One RCT on the matter showed a beneficial effect in vitamin D reducing the risk of cancer, reporting a 77% reduced risk of all-cancer incidence between the ends of the first and fourth years of 1100 IU/day vitamin D3 and 1450 mg/day calcium supplementation [Lappe, 2007]. The IOM chose not to accept this study as basis for new recommendations.

However, the IOM accepted an RCT from the Tufts Evidence-based Practice Center [Chung, 2009], based on a full four year study. The IOM report stated:

  • “One RCT showed no effect of combined vitamin D3 (1000 IU/day) and calcium (~1500 mg/day) supplementation versus calcium supplementation (~1500 mg/day) alone on the risk of total cancer in healthy postmenopausal women (>55 years old) living in Nebraska (latitude 41°N).”


The largest RCT to date using vitamin D and calcium was the Women’s Health Initiative (WHI). It gave women 400 IU/day vitamin D3 and/or 1500 mg/day calcium or a placebo. Initially, researchers concluded that no beneficial effects were found for the entire set of participants for colorectal cancer [Wactawski-Wende, 2006], breast cancer [Chlebowski, 2008], any other cancers or all cancers combined [Brunner, 2011].

Bolland et al found that a subset of the participants in the WHI, those who had not taken vitamin D or calcium supplements prior to enrollment in the study, showed a reduced risk in breast cancer, colorectal cancer, and total cancer incidence.

However, a group of researchers led by Mark J Bolland recently reexamined the data set from the WHI study and found promising data. They found that a subset of the participants, those who had not taken vitamin D or calcium supplements prior to enrollment in the study, showed a

  • 18% (95% confidence interval, -30%, -3%) reduced risk in breast cancer,
  • 17% (-40%, +15%) in colorectal cancer, and
  • 14% (-22%, -4%) in total cancer incidence [Bolland, 2011].

The results for breast and total cancer are considered significant, while that for colorectal cancer is not.

Thus, there are now two RCTs supporting the role of vitamin D and calcium in reducing the risk of cancer [Bolland, 2011; Lappe, 2007]. While neither RCT clearly separated the effects of vitamin D and calcium, the two RCTs can be considered as experimental support for the UVB-vitamin D-cancer hypothesis [Grant, 2009].

The relationship between vitamin D blood levels and incidence of cancer shows that cancer risk drops rapidly in individuals who increase their low vitamin D levels.
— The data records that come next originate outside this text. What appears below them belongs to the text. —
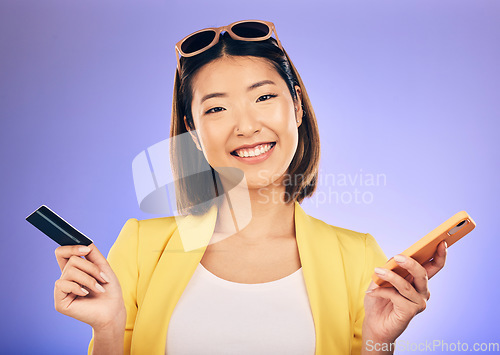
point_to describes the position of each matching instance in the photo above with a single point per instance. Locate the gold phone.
(451, 231)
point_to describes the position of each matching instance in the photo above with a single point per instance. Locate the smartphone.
(451, 231)
(57, 228)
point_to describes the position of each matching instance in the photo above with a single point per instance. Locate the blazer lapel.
(324, 276)
(322, 267)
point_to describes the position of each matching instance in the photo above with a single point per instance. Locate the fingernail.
(399, 258)
(104, 276)
(99, 287)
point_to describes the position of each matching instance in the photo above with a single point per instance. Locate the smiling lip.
(257, 159)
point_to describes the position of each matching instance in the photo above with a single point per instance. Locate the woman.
(244, 269)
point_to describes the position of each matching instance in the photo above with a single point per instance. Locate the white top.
(217, 316)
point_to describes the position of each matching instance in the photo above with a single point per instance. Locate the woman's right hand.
(88, 289)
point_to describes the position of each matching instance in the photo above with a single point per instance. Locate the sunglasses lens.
(251, 29)
(197, 41)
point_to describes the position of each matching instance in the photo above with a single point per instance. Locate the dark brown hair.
(195, 194)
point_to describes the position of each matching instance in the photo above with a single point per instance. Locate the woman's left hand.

Even in individuals with relatively high vitamin D levels, the cancer risk drops with further increased blood levels, albeit at a slower rate [Abbas, 2009; Grant, 2010]. Based on the serum blood level-cancer incidence rate relationship for breast and colorectal cancer [Grant, 2010], blood levels above 40 ng/ml (100 nmol/L) may reduce the risk of total cancer by about 25% [Giovannucci, 2006; Grant, 2010; Grant and Garland, 2006].

Note that between the two beneficial RCTs, the benefit of 1100 IU/day vitamin D3 was much higher than for 400 IU/day, even though those in the Lappe [2007] study started near 30 ng/ml and increased to near 40 ng/ml.